On the Digital Perimeter

Tuesday, 21 September 2010

Reclaiming Data in Digital Curation

For a while I also subscribed to the view that digital and data curation may be the same thing - a view reaffirmed upon reading Alex Ball’s detailed and informative survey of the digital curation/preservation field. However, recently I had to re-examine my position. I realized that such an approach makes the work of curating the actual data sets much more difficult, as it diverts the attention of the curator from the point where the data are actually created or accessed and worked with, and instead makes one focus on more preservation-oriented stages that come much later in the data life-cycle. The shibboleth of OAIS even further corroborates this situation. If one looks at the OAIS life-cycle – it does not even consider creation of data – it’s an input, a SIP-to-be of which we know nothing – an unspecified activity on the fringe. Only after a data object is appended with representation information and properly packaged does it enter the OAIS picture. The file stream itself can be a known and valid format, we can know who created the data object, when, and even what application was used for generating it, but the data themselves can have a minimal information value, because the data were not collected or annotated properly.

In this sense, the DCC data model appears to be more useful, as it depicts the whole trajectory of the data. And it will be beneficial for everyone involved in the data life-cycle to be aware of all those phases. Elizabeth Yakel in her overview of the digital curation field* rightly stresses the “active and potentially interactive process” of curation. Even if I have rarely seen the term “records creators” in the curation literature, the term data producers or data creators are used more frequently.

I am also not opposed to the term curation as a pendant to preservation. From the perspective of an archivist or librarian, collection may seem more appropriate, but to me that implies possession of or some kind of control over the data, but in the research data lifecycle this does not have to be the case. The data is often in active use in the Re-use and Transform phase: the data can be transferred to different units, used for plotting and further analysis – the data files are in this phase are very transient and may not be preserved in that state at all.

The active involvement of data curators in the process of data production, often from the very beginning, is probably the greatest difference between curators and archivists who usually deal with material that is past its “active life.” I do not think that the major thinkers behind archival theory argued for “original order” out of professional shyness, but because they thought that the original creators of records kept their records in an effective and functional order. That may have been more or less true in their time. However, the business practices and means of personal communication have changed dramatically in last two or three decades. Nowadays even archivists try to be pro-active and advice lay audience how to take care of their digital files and their personal communications through initiatives like How to Preserve Your Own Digital Materials.
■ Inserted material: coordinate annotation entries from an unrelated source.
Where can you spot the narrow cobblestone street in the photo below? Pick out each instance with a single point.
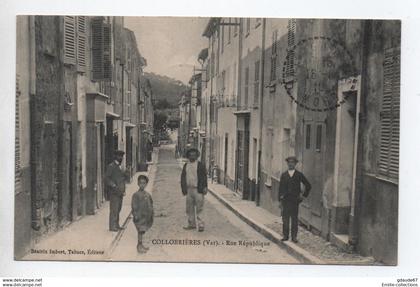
(222, 228)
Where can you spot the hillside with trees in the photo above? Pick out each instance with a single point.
(166, 91)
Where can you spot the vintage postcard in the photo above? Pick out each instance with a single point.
(211, 140)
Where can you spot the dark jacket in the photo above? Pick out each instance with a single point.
(115, 179)
(142, 210)
(289, 188)
(201, 176)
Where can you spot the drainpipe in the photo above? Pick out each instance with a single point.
(239, 92)
(358, 155)
(122, 102)
(261, 107)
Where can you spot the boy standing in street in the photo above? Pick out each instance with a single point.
(194, 187)
(290, 197)
(142, 210)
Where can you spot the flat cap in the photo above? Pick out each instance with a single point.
(192, 150)
(292, 158)
(119, 152)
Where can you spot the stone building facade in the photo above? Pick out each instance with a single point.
(76, 102)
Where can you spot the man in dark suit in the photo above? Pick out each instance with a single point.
(290, 196)
(194, 187)
(115, 181)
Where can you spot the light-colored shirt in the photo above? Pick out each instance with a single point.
(191, 173)
(291, 172)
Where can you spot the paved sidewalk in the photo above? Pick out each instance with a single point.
(89, 239)
(311, 249)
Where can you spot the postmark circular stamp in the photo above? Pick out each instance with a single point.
(316, 64)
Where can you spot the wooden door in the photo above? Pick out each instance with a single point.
(100, 165)
(243, 160)
(314, 135)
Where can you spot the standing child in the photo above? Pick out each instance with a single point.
(142, 210)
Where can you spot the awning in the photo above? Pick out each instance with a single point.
(242, 113)
(112, 115)
(129, 125)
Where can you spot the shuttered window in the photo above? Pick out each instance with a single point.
(290, 57)
(273, 57)
(70, 40)
(390, 115)
(81, 43)
(101, 49)
(256, 83)
(246, 87)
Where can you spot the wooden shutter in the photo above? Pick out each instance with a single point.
(107, 52)
(256, 83)
(101, 49)
(390, 115)
(69, 40)
(290, 57)
(81, 43)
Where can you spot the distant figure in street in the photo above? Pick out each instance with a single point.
(194, 187)
(290, 196)
(115, 180)
(142, 210)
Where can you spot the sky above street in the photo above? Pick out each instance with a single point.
(169, 44)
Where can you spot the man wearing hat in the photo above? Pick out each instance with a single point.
(194, 187)
(115, 181)
(290, 195)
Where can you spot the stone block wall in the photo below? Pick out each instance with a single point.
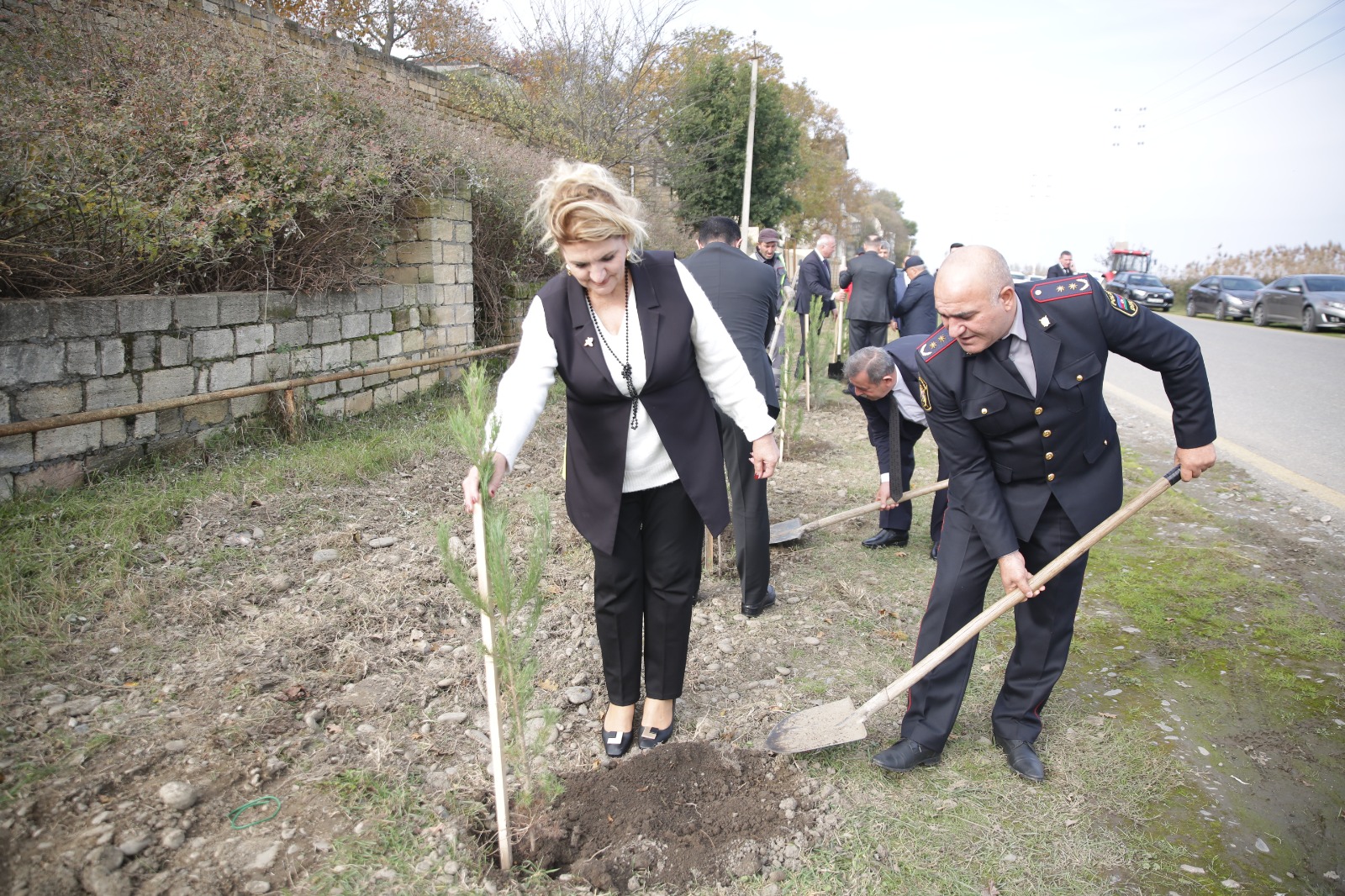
(60, 356)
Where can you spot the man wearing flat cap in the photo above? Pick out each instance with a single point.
(915, 308)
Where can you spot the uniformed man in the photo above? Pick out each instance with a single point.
(1012, 389)
(884, 381)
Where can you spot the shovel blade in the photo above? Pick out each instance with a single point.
(787, 530)
(817, 728)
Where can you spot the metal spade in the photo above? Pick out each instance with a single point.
(841, 723)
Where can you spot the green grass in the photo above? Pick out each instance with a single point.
(69, 553)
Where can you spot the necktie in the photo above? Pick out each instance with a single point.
(1001, 351)
(894, 445)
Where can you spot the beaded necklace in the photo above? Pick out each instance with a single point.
(625, 365)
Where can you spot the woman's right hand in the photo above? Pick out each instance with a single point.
(472, 483)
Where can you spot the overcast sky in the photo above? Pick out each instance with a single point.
(994, 121)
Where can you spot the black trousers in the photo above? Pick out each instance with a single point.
(647, 586)
(1044, 625)
(751, 519)
(900, 515)
(867, 333)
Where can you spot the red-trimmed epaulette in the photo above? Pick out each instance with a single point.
(1060, 288)
(938, 340)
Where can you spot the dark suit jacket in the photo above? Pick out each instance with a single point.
(599, 410)
(878, 414)
(1008, 452)
(916, 311)
(744, 293)
(873, 296)
(814, 280)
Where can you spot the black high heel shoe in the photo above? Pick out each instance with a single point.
(657, 735)
(616, 743)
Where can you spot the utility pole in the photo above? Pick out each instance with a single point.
(746, 172)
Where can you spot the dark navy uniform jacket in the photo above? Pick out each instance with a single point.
(1008, 452)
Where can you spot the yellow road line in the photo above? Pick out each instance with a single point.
(1242, 455)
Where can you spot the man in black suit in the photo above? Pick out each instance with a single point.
(1012, 389)
(915, 311)
(744, 293)
(884, 381)
(814, 280)
(1064, 269)
(873, 296)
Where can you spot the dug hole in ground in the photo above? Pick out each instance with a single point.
(307, 646)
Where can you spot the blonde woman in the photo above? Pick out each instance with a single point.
(645, 361)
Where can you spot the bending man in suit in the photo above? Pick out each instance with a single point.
(744, 293)
(1012, 389)
(814, 280)
(873, 296)
(885, 383)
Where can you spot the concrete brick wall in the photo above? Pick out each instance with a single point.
(60, 356)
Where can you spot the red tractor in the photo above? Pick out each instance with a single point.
(1122, 257)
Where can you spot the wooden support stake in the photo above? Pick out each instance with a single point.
(493, 700)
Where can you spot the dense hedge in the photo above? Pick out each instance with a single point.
(172, 161)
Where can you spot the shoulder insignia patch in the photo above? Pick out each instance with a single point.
(1125, 304)
(934, 345)
(1056, 289)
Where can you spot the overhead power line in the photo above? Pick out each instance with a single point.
(1224, 47)
(1190, 124)
(1331, 6)
(1263, 71)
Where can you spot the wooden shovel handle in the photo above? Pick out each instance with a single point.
(1013, 598)
(871, 508)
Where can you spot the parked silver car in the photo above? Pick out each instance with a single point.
(1313, 302)
(1223, 296)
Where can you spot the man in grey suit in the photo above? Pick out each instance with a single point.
(744, 293)
(873, 296)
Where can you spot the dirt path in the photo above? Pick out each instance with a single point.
(309, 647)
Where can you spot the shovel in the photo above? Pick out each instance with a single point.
(795, 529)
(836, 370)
(841, 723)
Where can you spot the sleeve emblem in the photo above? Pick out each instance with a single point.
(1123, 304)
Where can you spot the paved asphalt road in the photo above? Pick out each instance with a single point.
(1278, 392)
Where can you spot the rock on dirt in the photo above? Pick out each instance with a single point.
(178, 795)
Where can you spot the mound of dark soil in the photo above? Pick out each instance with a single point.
(678, 815)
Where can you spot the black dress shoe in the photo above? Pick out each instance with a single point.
(885, 537)
(905, 755)
(618, 743)
(757, 609)
(657, 735)
(1022, 757)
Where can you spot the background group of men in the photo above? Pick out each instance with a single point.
(1010, 387)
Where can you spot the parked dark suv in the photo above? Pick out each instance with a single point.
(1313, 302)
(1223, 296)
(1145, 288)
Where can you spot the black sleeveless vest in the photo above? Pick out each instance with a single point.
(599, 410)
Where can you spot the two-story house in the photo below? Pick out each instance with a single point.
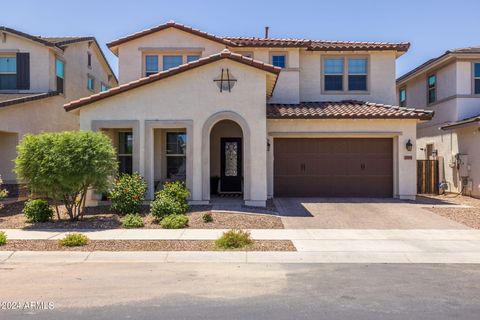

It seemed to me that many of the articles that tried to define digital curation and describe its current state of affairs take a position which is more about accenting the preservation aspects of the lifecycle. This may be because the mechanics and infrastructure for preservation is more general and also transferable from one domain to another, but for access to and transformation of the actual research data files was not always adequate maybe because subject expertise provides an effective barrier for a general treatment of that issue. Many texts have elaborate on preservation extensively, but data curation is usually just mentioned as a term replaced or superseded by the digital curation, as if we knew everything we need to know about how to create and manage research data, but that's just not the case. Not yet.

Tuesday, 6 July 2010

Scoping Study and Implementation Plan Released

The JISC-funded Incremental project has released its scoping study into researchers' data management needs at the Universities of Cambridge and Glasgow. The re is also available form a a blog dedicated to "improving and increasing electronic research data management in UK higher education institutions."

The report contains several recommendations that should improve access to research data. Some of them there oriented towards researchers, some of them towards repository.

1) Produce simple, visual guidance on creating, storing and managing data
Produce flow charts, diagrams, FAQs, checklists
It is possible to use current tools, but they need to be simplified, the language needs to be free of professional jargon, and if possible they should contain some visual clues.
The report mentioned the ongoing Mellon Foundation-funded revisions of the Archaeological Data Service (ADS) Guides to good Practice as an example for implementation.

2) Offer practical data training with discipline specific exemplars
The report stated that researchers were keen on consulting the guidelines or

"flexible modes of training such as online tutorials, video case studies, etc. The main targets for this kind of research are PhD students and researchers just starting their careers. This is particularly interesting and important, since many of them are later assigned data curatorial tasks."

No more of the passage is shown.